Susan Morrow, galeriste d’art à Los Angeles, ne supporte plus sa vie bourgeoise. Son couple bat de l’aile, leur situation financière est en déclin, et elle ne se reconnaît plus dans ses choix de vie. Un jour, elle reçoit par la poste le manuscrit d’un roman écrit par son ex-mari Edward lui étant dédié, et va au fil de sa lecture se remémorer des tranches de vie qu’ils ont partagées. La volonté de faire du genre sans y paraître
Il est important de revenir sur le roman en lui-même, qui prend tout de même près des deux tiers du film, judicieusement nommé Nocturnal Animals. On y suit le personnage de Tony, mari et père de famille qui assiste impuissant au kidnapping de sa femme et de sa fille par une bande de psychopathes qui vont les violer puis les tuer. Epaulé par le lieutenant Andes, policier endurci, Tony va se mettre en quête de vengeance.
Si le pitch ressemble à celui d’un pur film de rape and revenge (sous-genre “d’exploitation” du thriller qui suit un ou une protagoniste se venger d’un viol), c’est parce que c’en est un.
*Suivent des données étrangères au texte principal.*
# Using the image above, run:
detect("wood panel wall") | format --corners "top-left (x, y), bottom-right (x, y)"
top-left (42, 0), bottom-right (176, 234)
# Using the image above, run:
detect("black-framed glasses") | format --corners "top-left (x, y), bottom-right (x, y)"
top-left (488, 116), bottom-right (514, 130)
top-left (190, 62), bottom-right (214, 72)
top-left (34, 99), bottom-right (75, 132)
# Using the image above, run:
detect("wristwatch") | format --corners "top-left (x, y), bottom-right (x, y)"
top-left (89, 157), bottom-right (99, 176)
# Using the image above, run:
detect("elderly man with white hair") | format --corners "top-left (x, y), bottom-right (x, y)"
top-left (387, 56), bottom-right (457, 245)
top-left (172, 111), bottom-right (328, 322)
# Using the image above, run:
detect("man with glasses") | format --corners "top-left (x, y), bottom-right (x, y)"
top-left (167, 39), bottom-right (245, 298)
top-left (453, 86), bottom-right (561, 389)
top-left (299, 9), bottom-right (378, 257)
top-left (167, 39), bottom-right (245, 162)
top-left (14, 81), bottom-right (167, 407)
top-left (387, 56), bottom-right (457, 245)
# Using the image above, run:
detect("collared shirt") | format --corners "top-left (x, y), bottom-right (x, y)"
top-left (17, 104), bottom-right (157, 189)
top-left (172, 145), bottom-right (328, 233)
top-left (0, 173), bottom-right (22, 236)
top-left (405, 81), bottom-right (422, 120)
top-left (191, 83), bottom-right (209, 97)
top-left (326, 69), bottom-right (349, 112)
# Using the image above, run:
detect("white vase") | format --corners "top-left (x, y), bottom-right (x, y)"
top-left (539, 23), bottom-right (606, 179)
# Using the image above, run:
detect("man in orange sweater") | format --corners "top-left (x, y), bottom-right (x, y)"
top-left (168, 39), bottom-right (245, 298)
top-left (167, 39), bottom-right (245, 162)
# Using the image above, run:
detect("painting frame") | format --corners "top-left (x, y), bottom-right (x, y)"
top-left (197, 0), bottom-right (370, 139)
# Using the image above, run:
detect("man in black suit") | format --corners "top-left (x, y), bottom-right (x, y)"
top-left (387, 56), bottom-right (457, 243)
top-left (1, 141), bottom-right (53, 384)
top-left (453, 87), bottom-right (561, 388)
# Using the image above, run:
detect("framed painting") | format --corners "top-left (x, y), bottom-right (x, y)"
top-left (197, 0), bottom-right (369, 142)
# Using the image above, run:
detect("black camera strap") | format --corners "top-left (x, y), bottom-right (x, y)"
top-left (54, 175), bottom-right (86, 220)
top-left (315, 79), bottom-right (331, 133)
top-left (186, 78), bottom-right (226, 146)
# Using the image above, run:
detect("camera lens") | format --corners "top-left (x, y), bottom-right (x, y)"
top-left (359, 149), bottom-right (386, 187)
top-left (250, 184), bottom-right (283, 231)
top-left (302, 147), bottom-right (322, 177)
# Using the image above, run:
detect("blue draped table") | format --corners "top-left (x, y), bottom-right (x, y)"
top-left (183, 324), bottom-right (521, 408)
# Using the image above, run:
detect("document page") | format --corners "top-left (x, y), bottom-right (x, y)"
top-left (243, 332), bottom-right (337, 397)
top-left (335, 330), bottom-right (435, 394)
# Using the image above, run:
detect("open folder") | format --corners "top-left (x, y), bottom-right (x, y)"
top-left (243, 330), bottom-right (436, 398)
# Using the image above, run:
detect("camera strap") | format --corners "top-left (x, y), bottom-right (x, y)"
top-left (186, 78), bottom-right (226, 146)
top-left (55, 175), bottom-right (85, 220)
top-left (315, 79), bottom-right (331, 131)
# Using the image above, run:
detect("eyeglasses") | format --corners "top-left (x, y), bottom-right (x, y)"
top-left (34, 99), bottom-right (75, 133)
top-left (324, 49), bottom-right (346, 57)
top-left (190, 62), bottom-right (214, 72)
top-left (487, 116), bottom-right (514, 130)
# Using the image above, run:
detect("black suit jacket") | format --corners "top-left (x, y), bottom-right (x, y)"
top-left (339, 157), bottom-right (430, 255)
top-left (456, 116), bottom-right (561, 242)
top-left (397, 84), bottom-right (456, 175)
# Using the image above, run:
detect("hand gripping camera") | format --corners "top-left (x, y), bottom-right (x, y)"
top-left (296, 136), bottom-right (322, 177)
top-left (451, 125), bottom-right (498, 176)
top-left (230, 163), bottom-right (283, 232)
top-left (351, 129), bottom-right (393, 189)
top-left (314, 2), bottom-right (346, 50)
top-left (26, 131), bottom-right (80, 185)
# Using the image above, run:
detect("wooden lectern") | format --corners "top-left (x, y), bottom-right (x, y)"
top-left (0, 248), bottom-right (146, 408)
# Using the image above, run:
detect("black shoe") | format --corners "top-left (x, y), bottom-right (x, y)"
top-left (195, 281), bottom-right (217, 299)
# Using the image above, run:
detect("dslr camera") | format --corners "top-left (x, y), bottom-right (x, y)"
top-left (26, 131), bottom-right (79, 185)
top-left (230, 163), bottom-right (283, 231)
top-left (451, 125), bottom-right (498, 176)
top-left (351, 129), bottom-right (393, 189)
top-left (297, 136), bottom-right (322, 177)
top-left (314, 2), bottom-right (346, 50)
Du lieutenant de police prêt à travailler en marge de la justice à l’antagoniste fou furieux, le roman semble suivre la recette du genre à la lettre. Et il faut dire que l’histoire montrée est prenante : je me suis surpris à me dire à plusieurs moments “si ce livre existait vraiment, je pense que j’aurais bien aimé le lire !”.
Du coup, la question qui m’est venue assez naturellement à l’esprit en ayant fini le film était la suivante : est-il possible que le film soit en quelques sortes un prétexte pour faire un film de genre tout en restant plus “noble” et artistique ? On voit bien que le film trace des parallèles entre le roman et la vie de son auteur ainsi que de son ex-femme, mais se pourrait-il qu’au fond tout cela soit une simple tentative d’élever le rape and revenge pour lui donner une crédibilité critique ?
Si je ne suis pas encore tout à fait sûr de la réponse à cette question (et probablement que je ne le serai jamais), je pense personnellement que le film est au contraire bienveillant à l’égard du genre, et qu’il porte un vrai point de vue sur l’art en général.
Un film sur le mépris de genre
Il est assez clair que le film a pour l’une des thématiques principales l’art. En débutant le film par une exposition d’art contemporain à la galerie tenue par le personnage principal, et plus encore en faisant du personnage principal une galeriste en vogue dans la haute société de L.A., il me semble que le film essaie de confronter “l’art savant” à l’art plus populaire, à savoir ici le thriller policier tendance rape and revenge.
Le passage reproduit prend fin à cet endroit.